One area where we are able to take advantage of a burgeoning market niche is in situations where SME owners are looking to unlock some of the value of their businesses without selling up entirely. Uncertainty over the future of tax breaks or the economic outlook are prompting some to consider crystallising a portion of their gains now, using private capital to do so. Often, taking cash out in this way involves an external investor taking a minority, rather than a majority stake – something that few major private equity players are prepared to consider. Our flexible approach to funding structures (as we have no fund rules to follow) give us a unique market position. We can structure investments with loan characteristics or as a minority (or majority) private equity investment, dependent on circumstances.

We also have arranged a number of follow-on funding rounds for portfolio companies seeking to roll-out expansion plans or make strategic acquisitions, so we can work with companies pursuing a buy and build plan as well as those with an organic growth plan.

Valuations stabilising

While private equity’s record “dry powder” has driven asset prices higher and higher in recent years, there are signs that the market may have peaked, and that valuations are cooling slightly as private equity houses and banks become more cautious in their outlook. In our market segment of small-mid-market deals, multiples remain a couple of digits lower than for the larger deals, with lower levels of bank gearing involved. As ever we continue to focus on the strength of the management team and the robustness of the business and its prospects, rather than concentrating on particular sectors.
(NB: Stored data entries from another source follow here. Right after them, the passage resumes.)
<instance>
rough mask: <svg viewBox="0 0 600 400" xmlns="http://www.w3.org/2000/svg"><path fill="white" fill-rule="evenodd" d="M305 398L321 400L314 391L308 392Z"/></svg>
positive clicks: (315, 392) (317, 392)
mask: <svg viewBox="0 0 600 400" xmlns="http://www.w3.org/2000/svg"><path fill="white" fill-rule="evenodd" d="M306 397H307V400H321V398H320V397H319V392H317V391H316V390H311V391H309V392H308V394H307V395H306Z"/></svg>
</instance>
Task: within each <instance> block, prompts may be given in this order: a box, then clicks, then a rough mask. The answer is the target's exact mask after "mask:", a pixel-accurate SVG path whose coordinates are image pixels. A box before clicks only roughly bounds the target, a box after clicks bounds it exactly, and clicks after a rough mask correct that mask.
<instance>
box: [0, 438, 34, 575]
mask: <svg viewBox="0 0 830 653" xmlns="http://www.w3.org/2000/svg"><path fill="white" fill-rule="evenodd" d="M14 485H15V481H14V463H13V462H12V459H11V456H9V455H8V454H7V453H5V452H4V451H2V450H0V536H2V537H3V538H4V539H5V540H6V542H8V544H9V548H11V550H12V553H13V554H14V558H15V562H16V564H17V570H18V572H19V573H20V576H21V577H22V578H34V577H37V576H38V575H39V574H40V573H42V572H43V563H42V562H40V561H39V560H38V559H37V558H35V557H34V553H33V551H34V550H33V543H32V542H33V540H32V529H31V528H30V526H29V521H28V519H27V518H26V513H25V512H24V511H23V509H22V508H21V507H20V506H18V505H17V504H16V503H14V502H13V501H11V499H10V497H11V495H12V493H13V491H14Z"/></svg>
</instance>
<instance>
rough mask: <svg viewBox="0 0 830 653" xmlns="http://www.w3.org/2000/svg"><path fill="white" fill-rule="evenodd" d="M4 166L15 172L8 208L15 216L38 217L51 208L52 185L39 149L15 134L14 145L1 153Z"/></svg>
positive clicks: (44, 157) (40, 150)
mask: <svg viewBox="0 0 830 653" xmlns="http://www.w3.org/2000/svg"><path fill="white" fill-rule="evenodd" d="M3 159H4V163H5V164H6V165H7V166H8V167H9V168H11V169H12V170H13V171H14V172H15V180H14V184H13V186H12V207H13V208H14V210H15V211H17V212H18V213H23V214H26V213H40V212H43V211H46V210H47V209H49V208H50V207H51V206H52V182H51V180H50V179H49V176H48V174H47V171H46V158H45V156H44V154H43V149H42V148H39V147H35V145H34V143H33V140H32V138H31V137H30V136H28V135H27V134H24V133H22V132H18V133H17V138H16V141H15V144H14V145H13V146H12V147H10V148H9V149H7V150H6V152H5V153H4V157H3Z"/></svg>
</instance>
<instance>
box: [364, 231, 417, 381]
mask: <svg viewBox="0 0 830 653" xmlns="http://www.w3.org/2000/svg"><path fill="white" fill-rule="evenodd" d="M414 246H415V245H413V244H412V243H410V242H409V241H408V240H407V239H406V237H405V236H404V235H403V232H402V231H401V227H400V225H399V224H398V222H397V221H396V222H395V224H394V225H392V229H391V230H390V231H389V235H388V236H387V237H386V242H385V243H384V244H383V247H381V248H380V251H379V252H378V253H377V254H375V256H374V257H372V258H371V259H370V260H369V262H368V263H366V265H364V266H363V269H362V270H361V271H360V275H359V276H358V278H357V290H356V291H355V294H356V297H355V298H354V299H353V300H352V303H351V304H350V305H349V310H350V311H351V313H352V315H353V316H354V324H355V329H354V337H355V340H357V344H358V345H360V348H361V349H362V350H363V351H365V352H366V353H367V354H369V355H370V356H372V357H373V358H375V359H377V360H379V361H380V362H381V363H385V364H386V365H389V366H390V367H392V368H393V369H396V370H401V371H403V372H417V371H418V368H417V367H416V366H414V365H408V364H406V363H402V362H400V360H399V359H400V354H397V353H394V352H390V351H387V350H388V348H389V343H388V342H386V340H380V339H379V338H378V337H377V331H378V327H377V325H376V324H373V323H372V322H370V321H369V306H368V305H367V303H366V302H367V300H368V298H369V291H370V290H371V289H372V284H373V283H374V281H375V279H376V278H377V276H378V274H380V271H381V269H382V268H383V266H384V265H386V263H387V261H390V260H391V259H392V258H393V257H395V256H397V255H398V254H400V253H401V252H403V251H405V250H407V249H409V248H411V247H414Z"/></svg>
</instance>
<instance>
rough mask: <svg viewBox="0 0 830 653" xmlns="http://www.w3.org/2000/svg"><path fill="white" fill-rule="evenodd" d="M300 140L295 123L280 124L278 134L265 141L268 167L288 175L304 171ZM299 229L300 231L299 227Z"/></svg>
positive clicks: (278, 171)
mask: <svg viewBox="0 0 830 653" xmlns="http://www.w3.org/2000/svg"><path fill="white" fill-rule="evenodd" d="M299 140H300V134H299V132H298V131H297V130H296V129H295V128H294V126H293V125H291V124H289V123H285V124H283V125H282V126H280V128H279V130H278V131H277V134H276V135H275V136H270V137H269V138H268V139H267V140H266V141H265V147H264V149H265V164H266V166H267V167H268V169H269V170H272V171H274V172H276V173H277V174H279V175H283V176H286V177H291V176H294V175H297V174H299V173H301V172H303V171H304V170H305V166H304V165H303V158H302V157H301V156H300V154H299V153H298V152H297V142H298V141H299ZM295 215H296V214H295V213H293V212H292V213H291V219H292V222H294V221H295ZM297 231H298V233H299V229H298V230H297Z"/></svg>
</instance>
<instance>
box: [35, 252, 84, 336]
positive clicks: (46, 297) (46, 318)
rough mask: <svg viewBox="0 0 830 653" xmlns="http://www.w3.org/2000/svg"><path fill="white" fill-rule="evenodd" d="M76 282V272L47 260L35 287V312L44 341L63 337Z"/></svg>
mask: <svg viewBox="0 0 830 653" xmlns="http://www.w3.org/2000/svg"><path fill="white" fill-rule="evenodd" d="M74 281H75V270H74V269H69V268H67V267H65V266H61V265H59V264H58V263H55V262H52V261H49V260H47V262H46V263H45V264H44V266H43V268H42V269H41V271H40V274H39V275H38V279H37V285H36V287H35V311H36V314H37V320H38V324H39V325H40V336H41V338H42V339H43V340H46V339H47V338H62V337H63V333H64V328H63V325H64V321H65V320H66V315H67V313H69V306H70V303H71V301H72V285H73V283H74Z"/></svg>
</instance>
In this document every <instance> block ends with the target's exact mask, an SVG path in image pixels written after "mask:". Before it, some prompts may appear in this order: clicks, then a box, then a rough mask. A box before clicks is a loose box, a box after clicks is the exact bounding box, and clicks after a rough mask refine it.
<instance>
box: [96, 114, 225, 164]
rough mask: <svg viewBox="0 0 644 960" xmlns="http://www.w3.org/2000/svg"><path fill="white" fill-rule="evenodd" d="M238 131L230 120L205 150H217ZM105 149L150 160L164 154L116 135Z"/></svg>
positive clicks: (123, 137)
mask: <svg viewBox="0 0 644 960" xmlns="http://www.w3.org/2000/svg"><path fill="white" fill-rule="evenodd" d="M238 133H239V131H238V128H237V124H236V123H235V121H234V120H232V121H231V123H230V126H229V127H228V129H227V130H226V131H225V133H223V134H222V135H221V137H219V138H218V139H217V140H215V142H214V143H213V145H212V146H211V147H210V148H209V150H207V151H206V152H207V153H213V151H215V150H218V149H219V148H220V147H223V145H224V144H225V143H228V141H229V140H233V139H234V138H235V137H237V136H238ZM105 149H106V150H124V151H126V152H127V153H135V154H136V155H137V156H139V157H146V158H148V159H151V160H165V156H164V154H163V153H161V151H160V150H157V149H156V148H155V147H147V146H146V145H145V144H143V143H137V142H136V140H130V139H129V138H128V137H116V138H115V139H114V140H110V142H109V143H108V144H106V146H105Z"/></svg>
As Connection Capital has evolved to deliver a wider range of alternative asset and private debt investments, alongside private equity, clients are getting access to a well-rounded array of alternative options with which to increase portfolio diversification. It’s clear though that private equity will remain a core area of interest, with 91% of our clients who responded saying they plan to increase or maintain their exposure to the asset class in the coming year, according to our recent survey.

Awareness is growing, and our model is a major driver in what one client described as the “democratisation” of private equity, enabling more sophisticated private investors to get a piece of the action alongside institutional investors. We believe this is important as it offers a different dynamic in a market where a one size fits all approach is the norm.